Isolation transformer. When you probe live mains gear with a grounded oscilloscope, the scope's ground clip is tied to mains earth — clip it to the wrong node in a non-isolated or "hot-chassis" device and you get a dead short or a shock, potentially frying the device, the scope, or you. An isolation transformer breaks the galvanic link to the wall so the device-under-test floats relative to earth, which is what makes it safe to attach a grounded scope. I got mine on Amazon, ~1000 W — plenty for bench work.

One gotcha worth checking: some cheap units don't pass the safety earth through to the output. Mine had the case earthed, but the ground pin on the output socket wasn't connected to the ground pin on the input — so anything I plugged in had a floating earth, defeating its safety ground. The fix is simple: bond the output earth pin straight through to the input earth pin — an easy internal solder job, confirmed with your multimeter's continuity mode. Important: you're only joining the earth pins. The transformer still isolates and floats live and neutral, which is the whole point — so check with your continuity tester that earth is now through and that neither output L nor N is tied to earth.

Dim bulb tester (current limiter). This puts an incandescent bulb in series with the live line to the device. On first power-up of a repaired or suspect unit, a short or excessive current draw lights the bulb brightly and drops most of the voltage — limiting current so you don't blow parts (or start a fire) while you diagnose. A healthy device lets the bulb settle dim or off after the inrush.

I was inspired to build mine by Learn Electronics Repair's dim-bulb-tester video on YouTube (current limiter build) — he walks through a schematic; I didn't copy it exactly, but used it as the jumping-off point. Mine has four bulb sockets, each with its own switch, so I can parallel them: with four 40 W bulbs I get current limits in 40 W steps up to 160 W (drop in bigger bulbs for more). An AC meter shows line voltage / current draw. I plug the dim bulb tester into the isolation transformer, so the whole rig is safe to probe with the scope.

Stock your spare parts in advance

For whatever devices you plan to fix, Google the 5 most common failures and stock those parts ahead of time. It's always better to buy bulk in advance. CMOS battery? A thermistor? A particular fuse? Even specific chips if you can still get them — often only $1–2 each, sometimes as low as $0.15 in quantities of 20–50 if you buy bulk.

Buy from DigiKey or Mouser. Only fail over to LCSC or others if you can't get the part there (tariffs are a pain these days, but DigiKey makes it pretty easy and predictable).

Where to buy

There's a class of stuff that's just extremely cheap and totally fine to buy on AliExpress — and a lot that's better bought elsewhere. Research and figure out which is which. Some things are only available on Ali, so sometimes you just have to risk it.

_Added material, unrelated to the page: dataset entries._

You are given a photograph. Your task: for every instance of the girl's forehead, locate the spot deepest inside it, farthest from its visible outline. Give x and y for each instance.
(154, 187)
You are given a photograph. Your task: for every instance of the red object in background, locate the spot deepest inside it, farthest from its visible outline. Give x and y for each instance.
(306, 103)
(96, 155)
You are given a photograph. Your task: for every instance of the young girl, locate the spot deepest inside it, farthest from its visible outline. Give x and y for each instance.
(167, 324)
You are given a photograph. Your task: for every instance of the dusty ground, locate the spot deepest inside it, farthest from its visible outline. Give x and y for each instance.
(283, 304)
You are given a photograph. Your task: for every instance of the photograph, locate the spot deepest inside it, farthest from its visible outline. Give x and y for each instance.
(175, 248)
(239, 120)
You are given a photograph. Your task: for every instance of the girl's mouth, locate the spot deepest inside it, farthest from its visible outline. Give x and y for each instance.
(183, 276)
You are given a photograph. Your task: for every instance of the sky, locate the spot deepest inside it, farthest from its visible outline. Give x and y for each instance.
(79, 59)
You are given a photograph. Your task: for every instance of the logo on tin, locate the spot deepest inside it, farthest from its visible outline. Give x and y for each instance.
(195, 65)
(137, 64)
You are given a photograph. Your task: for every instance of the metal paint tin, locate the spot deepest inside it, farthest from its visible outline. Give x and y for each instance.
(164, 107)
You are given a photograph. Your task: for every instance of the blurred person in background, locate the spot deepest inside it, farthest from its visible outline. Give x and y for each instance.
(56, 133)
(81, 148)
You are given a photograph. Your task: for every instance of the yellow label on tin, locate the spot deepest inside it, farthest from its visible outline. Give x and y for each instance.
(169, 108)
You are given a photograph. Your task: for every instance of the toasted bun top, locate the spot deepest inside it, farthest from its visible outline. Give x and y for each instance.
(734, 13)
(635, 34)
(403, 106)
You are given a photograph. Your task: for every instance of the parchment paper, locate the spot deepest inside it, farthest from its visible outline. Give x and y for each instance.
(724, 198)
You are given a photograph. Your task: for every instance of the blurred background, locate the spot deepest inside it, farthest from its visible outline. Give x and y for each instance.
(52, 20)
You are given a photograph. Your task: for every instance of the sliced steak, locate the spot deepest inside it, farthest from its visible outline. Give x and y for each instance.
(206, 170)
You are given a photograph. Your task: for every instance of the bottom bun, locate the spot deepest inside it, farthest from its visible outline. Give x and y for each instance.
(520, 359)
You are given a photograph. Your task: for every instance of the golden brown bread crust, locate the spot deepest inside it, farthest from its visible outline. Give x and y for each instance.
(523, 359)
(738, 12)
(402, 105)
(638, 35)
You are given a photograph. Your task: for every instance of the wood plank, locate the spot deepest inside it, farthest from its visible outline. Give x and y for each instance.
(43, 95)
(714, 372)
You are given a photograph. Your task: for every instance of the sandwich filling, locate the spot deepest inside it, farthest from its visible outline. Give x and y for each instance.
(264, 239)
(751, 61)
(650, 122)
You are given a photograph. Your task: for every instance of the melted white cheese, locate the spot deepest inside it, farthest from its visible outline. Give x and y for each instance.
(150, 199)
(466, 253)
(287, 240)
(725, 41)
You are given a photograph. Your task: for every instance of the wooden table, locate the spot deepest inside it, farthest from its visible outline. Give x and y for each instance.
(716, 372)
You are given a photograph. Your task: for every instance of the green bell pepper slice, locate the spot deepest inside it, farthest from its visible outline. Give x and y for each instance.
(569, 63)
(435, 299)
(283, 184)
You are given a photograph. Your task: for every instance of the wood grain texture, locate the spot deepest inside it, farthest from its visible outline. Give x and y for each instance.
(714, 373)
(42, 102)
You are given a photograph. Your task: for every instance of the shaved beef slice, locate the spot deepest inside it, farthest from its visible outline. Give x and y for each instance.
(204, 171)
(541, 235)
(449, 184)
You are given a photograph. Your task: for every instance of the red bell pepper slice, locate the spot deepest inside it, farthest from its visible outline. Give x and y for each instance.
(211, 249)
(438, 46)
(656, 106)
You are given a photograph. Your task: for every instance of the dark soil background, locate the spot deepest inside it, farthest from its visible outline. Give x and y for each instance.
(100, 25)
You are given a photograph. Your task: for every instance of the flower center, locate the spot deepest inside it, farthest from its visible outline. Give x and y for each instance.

Who to learn from (YouTube + AI)

Honestly, I learned everything I know from two places: AI (Gemini, Claude) for quick answers and working through problems, and YouTube. These are the channels I trust:

  • NanoFix — a professional repair tech doing extremely demanding modern-hardware work: rescuing botched Nintendo Switch "kamikaze" modchip jobs, laptops, the genuinely hard stuff. I've never seen a piece of advice from him I disagreed with.
  • Learn Electronics Repair (LER) — old-school, and clearly does it for the love of sharing. He doesn't just show you how to fix X — he reverse-engineers the circuit and explains how it actually works. Genuinely enlightening.
  • TronicsFix — retro consoles: SNES, Game Boy, that whole era. Another pro, and a trustworthy resource.
  • Adrian's Digital Basement — old computers: PCs, Apples, Commodore 64s, and piles more. Bar none the best troubleshooter on YouTube — he walks you through his exact process and shows you every wrong turn.
  • StezStix Fix — Steve's a gem. His everyman style — constantly insisting you not do what he does because he's "an idiot" — is endearing and educational; sometimes there's no better way to learn the right way than to watch someone do it the wrong way. The singing's excellent too.

Bottom line: do the research, buy the nice one once. I learned this the expensive way — three hot air stations and four soldering irons deep. The good gear holds its value, so the "expensive" path is often cheaper in the end.